Criteria for the First World determining

As it was mentioned before, the countries of the First World include all developed industrial nations, where there are more rich citizens than poor ones. Although, many experts doubt the criteria by which the list of the First World or advanced countries is determined. 

According to the accepted definition, the following metrics are applied to define the First World nations:

  1. Human Development Index (HDI) estimates the economic and social progress of each state. During calculation, three types of indicators are taken into account: life expectancy that evaluates longevity; access to education, and a decent standard of living. Therefore, solid performance signifies the ability of a country to join the list of “First World”. 
  2. Gross Domestic Product (GDP) per capita demonstrates the level of economic activity and the quality of people’s life.
  3. Literacy level means a percentage of the population that is able to read and write. Usually these are the individuals older than 15 years old. The higher literacy rate is, the more chances of being a “First World”, the state has. 
  4. Life expectancy is an average age, counted from birth till death of the population. A greater indicator represents the superior healthcare system the country provides, so that it can be considered the First World one. 

Reviewing the First World

Anyway, regardless of the variety of interpretations for the “First World” term, numerous criticisms exist. There is overwhelming evidence that the above-mentioned division understates certain countries, because of fewer geopolitical significance. This may result in straining international relations between developed and developing countries. 

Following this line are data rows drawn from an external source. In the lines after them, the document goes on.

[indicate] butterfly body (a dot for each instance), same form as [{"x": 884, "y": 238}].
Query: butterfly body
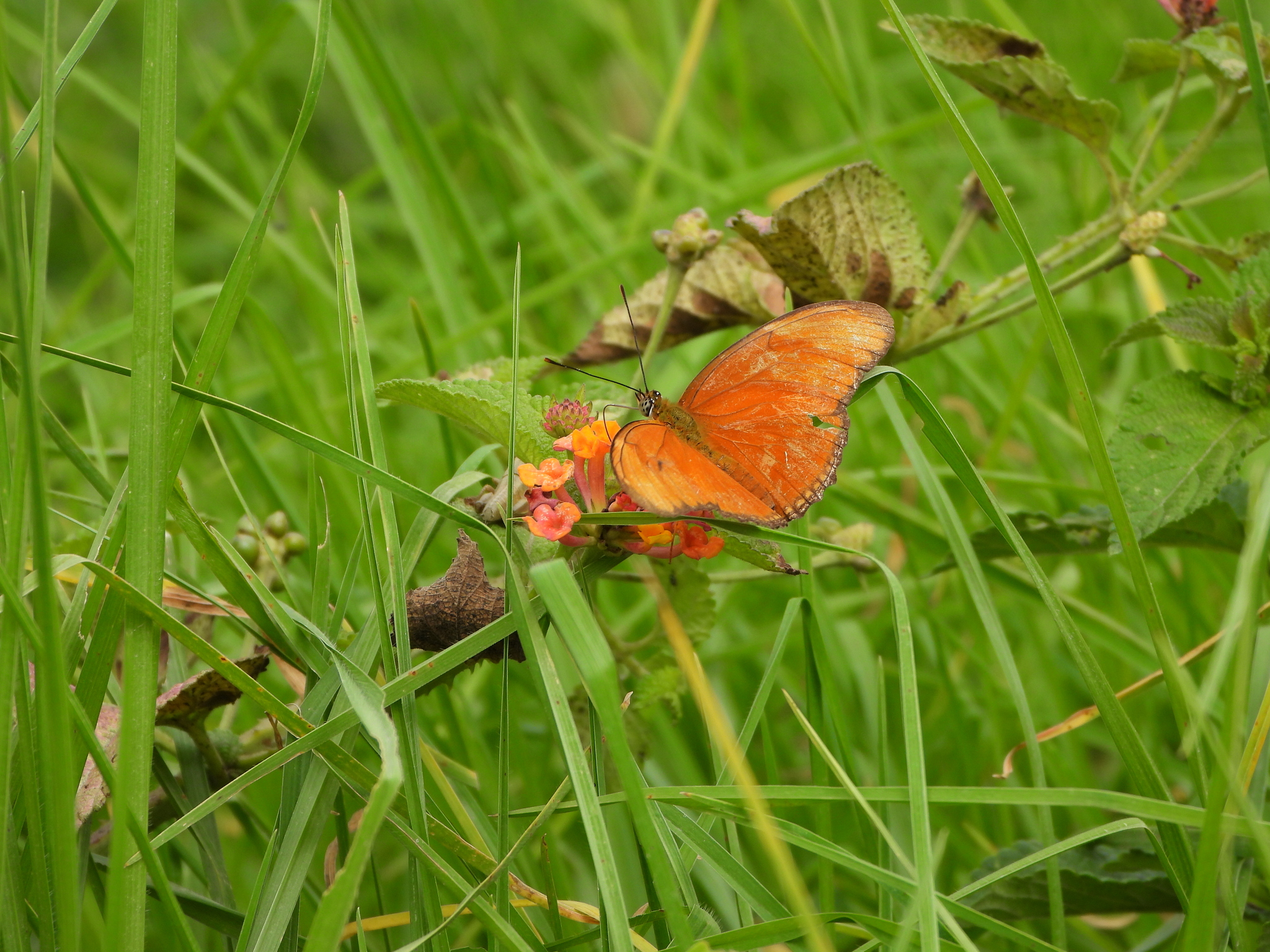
[{"x": 758, "y": 433}]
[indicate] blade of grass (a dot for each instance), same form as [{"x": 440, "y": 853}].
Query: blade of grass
[
  {"x": 1146, "y": 775},
  {"x": 229, "y": 302},
  {"x": 573, "y": 619},
  {"x": 64, "y": 70},
  {"x": 742, "y": 881},
  {"x": 367, "y": 700},
  {"x": 148, "y": 448},
  {"x": 672, "y": 110},
  {"x": 58, "y": 774},
  {"x": 758, "y": 813},
  {"x": 1256, "y": 74},
  {"x": 425, "y": 904},
  {"x": 972, "y": 574}
]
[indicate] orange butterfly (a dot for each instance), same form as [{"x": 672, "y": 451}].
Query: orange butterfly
[{"x": 744, "y": 441}]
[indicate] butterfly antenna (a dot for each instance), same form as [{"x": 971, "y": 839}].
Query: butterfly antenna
[
  {"x": 557, "y": 363},
  {"x": 634, "y": 337}
]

Usually the First World nations promote their own foreign policy in order to increase wealth and obtain stability by facilitating trade. For instance, the attempts to put pressure on the UN and the WTO (World Trade Organization) decrees. It’s necessary to point out that resource availability has no role in the determination of a “First World” nation. An example can be indicated with the Russian Federation, shipping gas to other territories. At the same time, even making a significant contribution to the global community through such supplies, Russia cannot be referred to as the “First World” concept, possessing postsocialist economy. 

First World as an out-of-date model

The division of First, Second, and Third Worlds may be considered quite an obsolete one. Nowadays this practice shouldn’t be used in the new multipolar global economy. We also have to accommodate the interests of developing countries. Such an approach includes reducing poverty, and replacing the fragile states with a stable financial footing. 

Alternatively, a majority of countries strive to embrace democracy and capitalism in the footsteps of the U.S., but they aren’t admitted as being the “First World” ones. Such nations are neither below the poverty line, nor extremely wealthy. So recognizing these countries as Third world nations can’t be a right decision, and, at some point, it sounds even humiliating.

Association of the term “First World’ with the U.S. led to a fall-reaching effect. Major deficit countries, for example, Saudi Arabia, being rich in oil and having a higher percent of income per capita, than others, as a consequence, aren’t still considered as the First World ones. 

Anyway, nowadays wealth disparity can also be the greatest problem. High income per capita in the First World nations doesn’t mean that the revenue is distributed equally between all social groups. Impoverished regions are present almost everywhere. For instance, Urumqi may be called one of the poorest cities in China, although the country itself is known as a major superpower.